Chile quer obrigar mulher a ouvir batimentos cardíacos do feto antes do aborto

G1· 17 de julho de 2026 às 07:00
Chile quer obrigar mulher a ouvir batimentos cardíacos do feto antes do aborto

O presidente chileno Kast participa de atividades após sua posse, em Santiago. REUTERS/Juan Gonzalez Deputados de extrema direita do Chile pressionam pela mudança do Código de Saúde para obrigar as mulheres que buscam o aborto a ouvir os batimentos cardíacos do feto antes do procedimento. Um projeto

A proposta de deputados da extrema-direita chilena de obrigar mulheres que procuram interromper a gravidez a ouvir os batimentos cardíacos do feto antes do aborto insere-se numa batalha política que há anos divide o Chile entre setores conservadores e defensores dos direitos sexuais e reprodutivos. A iniciativa pretende alterar o Código de Saúde e surge num país onde a interrupção voluntária da gravidez foi durante décadas severamente restringida, só tendo sido parcialmente despenalizada em 2017 em três situações muito específicas: risco de vida para a mulher, inviabilidade fetal e violação.

O debate ganha particular relevância num momento em que a agenda política chilena voltou a dar mais espaço a posições conservadoras, com a direita mais dura a procurar recuperar terreno num tema que continua a mobilizar fortemente a sociedade. No Chile, como noutros países da América Latina, a discussão sobre o aborto não é apenas jurídica: envolve também a influência da Igreja, a pressão de movimentos pró-vida e a resistência de organizações feministas que defendem o acesso seguro e legal à interrupção da gravidez como parte dos cuidados de saúde.

A medida em discussão pretende acrescentar uma etapa obrigatória ao processo, com um claro valor simbólico e emocional. Os seus defensores apresentam-na como um gesto de “informação” antes do procedimento, enquanto os críticos a encaram como uma forma de intimidação moral e de culpa imposta a mulheres em situação de grande vulnerabilidade. Na prática, a proposta não alteraria apenas regras administrativas: seria um reforço do enquadramento dissuasor do aborto, num país onde o acesso ao procedimento já enfrenta obstáculos legais, territoriais e sociais.

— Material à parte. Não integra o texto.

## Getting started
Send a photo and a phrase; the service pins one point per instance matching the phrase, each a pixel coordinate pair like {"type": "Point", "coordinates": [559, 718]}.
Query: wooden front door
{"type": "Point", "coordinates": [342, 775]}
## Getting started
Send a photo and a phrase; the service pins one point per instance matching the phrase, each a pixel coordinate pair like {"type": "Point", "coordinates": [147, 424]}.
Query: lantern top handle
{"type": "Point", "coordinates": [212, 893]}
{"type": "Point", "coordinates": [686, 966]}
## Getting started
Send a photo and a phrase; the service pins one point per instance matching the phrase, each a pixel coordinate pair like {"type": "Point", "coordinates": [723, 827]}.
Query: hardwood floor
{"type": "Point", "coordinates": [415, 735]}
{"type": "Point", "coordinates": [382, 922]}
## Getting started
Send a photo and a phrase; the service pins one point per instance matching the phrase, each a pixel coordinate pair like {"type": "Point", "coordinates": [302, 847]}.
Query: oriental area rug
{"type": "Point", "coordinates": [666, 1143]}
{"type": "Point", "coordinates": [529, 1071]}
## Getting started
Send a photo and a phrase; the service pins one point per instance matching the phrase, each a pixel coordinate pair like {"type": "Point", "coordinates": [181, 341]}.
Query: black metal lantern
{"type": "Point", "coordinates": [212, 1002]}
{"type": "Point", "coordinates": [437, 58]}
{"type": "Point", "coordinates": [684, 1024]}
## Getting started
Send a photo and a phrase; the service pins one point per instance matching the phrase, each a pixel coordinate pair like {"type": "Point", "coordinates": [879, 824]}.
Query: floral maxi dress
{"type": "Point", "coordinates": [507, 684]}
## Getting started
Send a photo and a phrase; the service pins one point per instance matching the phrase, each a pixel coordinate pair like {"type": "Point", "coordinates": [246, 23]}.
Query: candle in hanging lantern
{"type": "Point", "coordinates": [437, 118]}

O tema é ainda mais sensível porque toca num dos grandes conflitos contemporâneos do Chile: até onde deve ir o Estado na regulação do corpo e das decisões reprodutivas das mulheres. Em vários países, medidas semelhantes têm sido promovidas por sectores antiaborto para tornar o processo mais penoso e, assim, reduzir o número de interrupções voluntárias. É precisamente esse o centro da polémica em Santiago: entre quem vê a proposta como proteção da vida fetal e quem a considera uma tentativa de limitar, na prática, um direito já reconhecido pela lei.

Este artigo foi desenvolvido com apoio de inteligência artificial a partir de informação publicada pela fonte original (G1). Para todos os detalhes, consulte o artigo original.